The stack should deallocate "camIn", "camOut" and "cammtds" once they go out of scope, so these cant be the issue. I looked at the code and found this line to be quite interesting:
// // EtCameraOutput *camOut = EiCameraOutput; //
In an effort to write a framework that would allow me to write faster code, I had written this preprocessor macro.
//
//
#define EiCameraOutput (EtCameraOutput*)malloc(sizeof(EtCameraOutput))
//
//
So I was allocating memory on the heap and I was not deallocating It. Once again, I seem to conspire against myself by trying to be a little too smart. Maybe using such shorthand macros is not such a good idea. I re-arranged the code to what is listed below and the memory usage dropped to 3 MB.
void EiProcessBucket(EtBucket bucket, Rgba *px) { extern EtWorld world; int x,y; float r,g,b; int j; Rgba *p; EtCameraOutput *camOut = EiCameraOutput; EtCameraMethods *cammtds = (EtCameraMethods*)world.cameras->mtds; for (int y = bucket.pos.y; y < bucket.pos.y + bucket.height; y++) { for (int x = bucket.pos.x; x < bucket.pos.x + bucket.width; x++) { EtCameraInput camIn; camIn.xres=world.film.xres; camIn.yres=world.film.yres; camIn.x = x; camIn.y=y; g = y / (float)camIn.yres; r = x / (float)camIn.xres; b = 1; ...... ...... } } free(camOut); }
Next, I uncomment the lower part of the loop, the part where the intersections are actually performed and vroom, memory usage again launched to 1.5 gigs! There is a very serious memory leak in this block of code. After a good amount of digging, I found that the code responsible for the memory leak was the intersectP method in the sphere shape. Inside this function, I am performing several operations to apply the transformation to the shape. Here is the code that handles the transformation
EtPoint pos = EiNodeGetPnt(node,"center");
EtMatrix m = EiNodeGetMtrx(node,"matrix");
EtMatrix mi;
EiMatrixInvert(&m,&mi);
// create a transform
EtTransform xf = EiTransform(m);
// create a trasform for the center
EtTransform xpoint = EiTranslate(pos);
// Multiply the object transform by the pos
EiTransformMult(&xf,&xpoint);
I commented lines of code one by one and I realized that the issue was in EiTransformMult. I opened the transform module and I found 2 variables that were dynamically allocated and where not being deallocated at all. Here is the old code
void EiTransformMult(EtTransform *aa, const EtTransform *bb) { EtMatrix *mat = malloc(sizeof(EtMatrix)); float *mm = (float*)mat; float m[16]; EtTransform *tmp=malloc(sizeof(EtTransform)); float *a = (float*)&aa->m; float *b = (float*)&bb->m; ...... memcpy(&tmp->m,&m,sizeof(float) * 16); EtMatrix mi; EiMatrixInvert(&tmp->m,&mi); memcpy(&tmp->mInv,&mi,sizeof(float)*16); memcpy(aa,tmp,sizeof(EtTransform)); }
First of all, one of the allocated pointers (*mat) is not even used anymore, so I deleted it. The other pointer, *tmp, is never deallocated. I added a free(tmp) at the end of the function and voila! The renderer memory usage now stays at a mere 3mbs per render and as a side effect, now using 8 threads greatly improves the render times. A scene that takes 71 seconds to render on 1 thread, takes about 20 seconds with 8 threads. Here is an image rendered with the latest version of Equinox.

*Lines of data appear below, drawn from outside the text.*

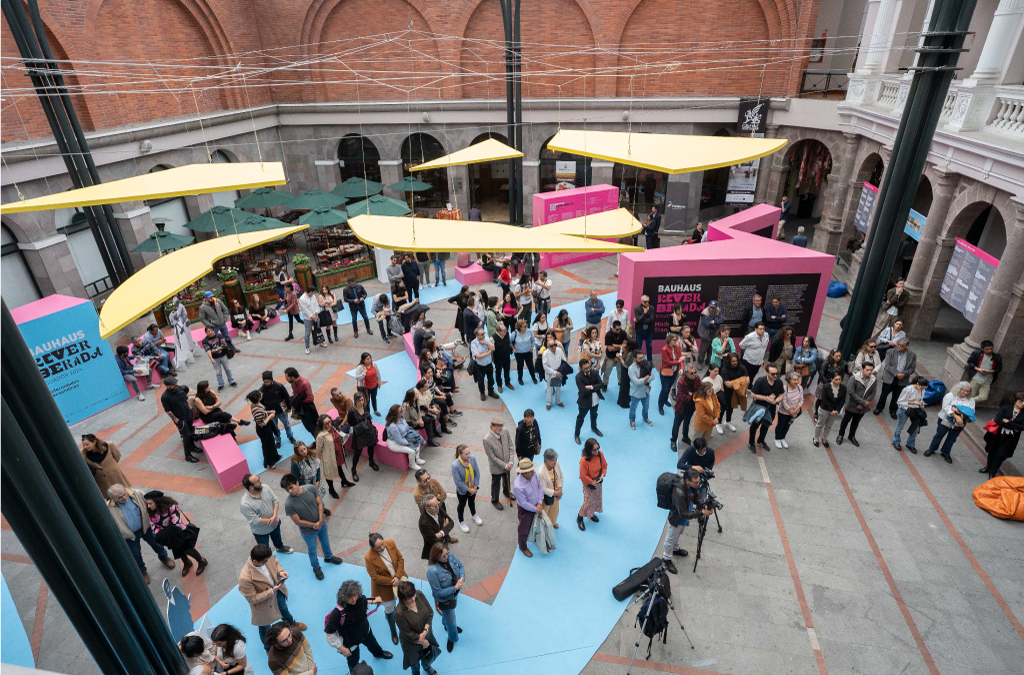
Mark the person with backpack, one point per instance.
(679, 497)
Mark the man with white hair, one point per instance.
(127, 507)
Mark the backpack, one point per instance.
(666, 483)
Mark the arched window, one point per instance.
(17, 286)
(359, 158)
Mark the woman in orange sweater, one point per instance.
(593, 468)
(708, 409)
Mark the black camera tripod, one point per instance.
(653, 589)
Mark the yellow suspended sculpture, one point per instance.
(668, 153)
(190, 179)
(160, 280)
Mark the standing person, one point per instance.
(552, 481)
(499, 449)
(503, 357)
(217, 348)
(292, 307)
(956, 411)
(414, 618)
(213, 313)
(527, 435)
(386, 567)
(910, 407)
(260, 509)
(466, 474)
(174, 530)
(711, 320)
(640, 373)
(261, 583)
(590, 388)
(264, 429)
(861, 391)
(897, 371)
(984, 366)
(768, 392)
(305, 508)
(446, 577)
(435, 524)
(687, 385)
(346, 627)
(273, 396)
(830, 398)
(1001, 444)
(355, 296)
(102, 458)
(790, 409)
(529, 500)
(643, 321)
(129, 511)
(593, 468)
(175, 404)
(553, 359)
(672, 360)
(302, 399)
(594, 308)
(522, 344)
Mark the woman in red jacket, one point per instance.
(593, 468)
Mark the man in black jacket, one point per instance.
(590, 387)
(355, 295)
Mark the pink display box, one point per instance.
(473, 275)
(225, 459)
(729, 267)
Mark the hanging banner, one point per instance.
(968, 278)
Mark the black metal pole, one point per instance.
(938, 54)
(51, 502)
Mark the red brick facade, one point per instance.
(346, 50)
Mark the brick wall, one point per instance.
(306, 51)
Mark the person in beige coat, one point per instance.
(262, 584)
(102, 458)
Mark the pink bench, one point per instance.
(473, 275)
(225, 459)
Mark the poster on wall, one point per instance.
(62, 334)
(968, 278)
(734, 294)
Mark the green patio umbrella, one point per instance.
(315, 199)
(161, 242)
(357, 188)
(263, 198)
(217, 219)
(379, 205)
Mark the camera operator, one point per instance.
(698, 457)
(685, 505)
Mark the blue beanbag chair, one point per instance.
(933, 394)
(837, 289)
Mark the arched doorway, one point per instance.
(418, 149)
(17, 286)
(359, 158)
(489, 181)
(562, 170)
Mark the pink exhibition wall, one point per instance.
(566, 204)
(730, 266)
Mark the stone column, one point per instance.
(828, 231)
(926, 271)
(764, 168)
(996, 302)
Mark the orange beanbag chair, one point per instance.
(1003, 497)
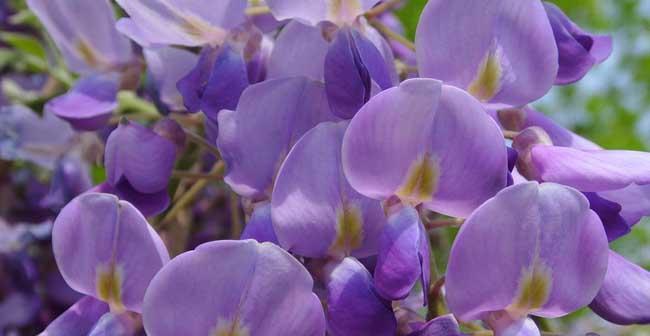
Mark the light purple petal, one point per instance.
(233, 287)
(445, 325)
(270, 118)
(533, 248)
(149, 204)
(501, 51)
(578, 50)
(26, 136)
(353, 306)
(78, 320)
(624, 297)
(260, 226)
(88, 42)
(518, 119)
(140, 156)
(115, 324)
(180, 22)
(427, 143)
(590, 170)
(403, 256)
(111, 257)
(89, 105)
(315, 11)
(299, 51)
(167, 66)
(315, 211)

So keep an eye open for those malloc()s while programming in C. Remember to always deallocate whatever you allocated or evil leprechauns will spawn and consume as much memory as the can get your hands on. Oh, and like a good friend told me once, don't try to be too smart or over complicate things with C. It is already super simple, which makes it super powerful.